Posts Tagged ‘Rabbi Aaron Shmuel Tamaret’

  1. A Weapon Endangers its User — A Passover Teaching

    March 25, 2013 by Shelly

    karpas-pesachDuring the central part of the seder, the telling of the exodus narrative, twice the Haggadah narrative emphasizes that God alone without an appointed agent executed the violence which finally brought the Jewish people out of Egypt. During the violent tenth plague, we know from the Torah’s account that the Israelites were commanded to remain inside their dwellings without even witnessing the toll among Egyptian families.

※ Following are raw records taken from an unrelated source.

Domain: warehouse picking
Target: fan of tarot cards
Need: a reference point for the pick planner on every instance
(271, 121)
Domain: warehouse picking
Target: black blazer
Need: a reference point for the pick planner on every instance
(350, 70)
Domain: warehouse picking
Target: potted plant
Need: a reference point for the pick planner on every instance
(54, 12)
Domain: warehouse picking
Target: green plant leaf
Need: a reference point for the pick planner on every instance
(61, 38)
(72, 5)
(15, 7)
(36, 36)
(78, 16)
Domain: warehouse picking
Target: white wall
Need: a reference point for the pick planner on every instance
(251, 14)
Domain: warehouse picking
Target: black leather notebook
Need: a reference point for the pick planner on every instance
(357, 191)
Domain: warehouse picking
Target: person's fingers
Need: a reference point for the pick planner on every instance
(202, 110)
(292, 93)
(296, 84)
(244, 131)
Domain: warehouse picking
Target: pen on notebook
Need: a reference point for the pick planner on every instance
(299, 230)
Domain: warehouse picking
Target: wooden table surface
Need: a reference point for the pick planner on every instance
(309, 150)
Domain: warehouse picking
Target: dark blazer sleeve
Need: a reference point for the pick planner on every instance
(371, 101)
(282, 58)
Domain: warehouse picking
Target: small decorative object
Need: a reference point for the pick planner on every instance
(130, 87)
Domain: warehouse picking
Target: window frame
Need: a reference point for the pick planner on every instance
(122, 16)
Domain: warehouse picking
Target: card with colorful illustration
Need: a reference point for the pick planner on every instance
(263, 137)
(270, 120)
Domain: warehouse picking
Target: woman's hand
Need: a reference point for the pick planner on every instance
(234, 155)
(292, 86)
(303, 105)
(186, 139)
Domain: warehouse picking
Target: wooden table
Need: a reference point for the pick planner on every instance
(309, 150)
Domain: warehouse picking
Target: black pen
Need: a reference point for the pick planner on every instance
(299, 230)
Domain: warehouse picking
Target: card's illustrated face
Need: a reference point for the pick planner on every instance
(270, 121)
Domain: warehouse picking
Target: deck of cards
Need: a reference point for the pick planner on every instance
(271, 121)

    We assume that the reason for these restrictions was to protect the Jews from harm. Rabbi Aaron Shmuel Tamaret has another, cogent idea:

    Now obviously the Holy One, blessed be He, could have given the children of Israel the power to avenge themselves upon the Egyptians, but He did not want to sanction the use of their fists for self-defense even at that time; for, while at that moment they might merely have defended themselves against evildoers, by such means the way of the fist spreads through the world, and in the end defenders become aggressors.

    Therefore the Holy One, blessed be He, took great pains to remove Israel completely from any participation in the vengeance upon the evildoers, to such an extent that they were not permitted even to see the events.

    For that reason midnight, the darkest hour, was designated as the time for the deeds of vengeance, and the children of Israel were warned not to step outside their houses at that hour – all this in order to remove them totally and completely from even the slightest participation in the deeds of destruction, extending even to watching them.

    Rabbi Aaron Samuel Tamaret, “Liberty”

    His interpretation, that bearing weapons even for a just cause carries a great danger for the future, speaks so directly to the current debate about weapons in our society.

    Potential victims are at risk. The one who bears the weapon is also at risk and may be forever changed by the weapon in his/her possession. Surely there are important needs in the modern world for weapons. Yet Rabbi Tamaret reminds us of the risks we take in a society overflowing with lethal means to hurt one another.

    A society with less weapons and thoughtful controls on those that are needed would be a saner, more peaceful society.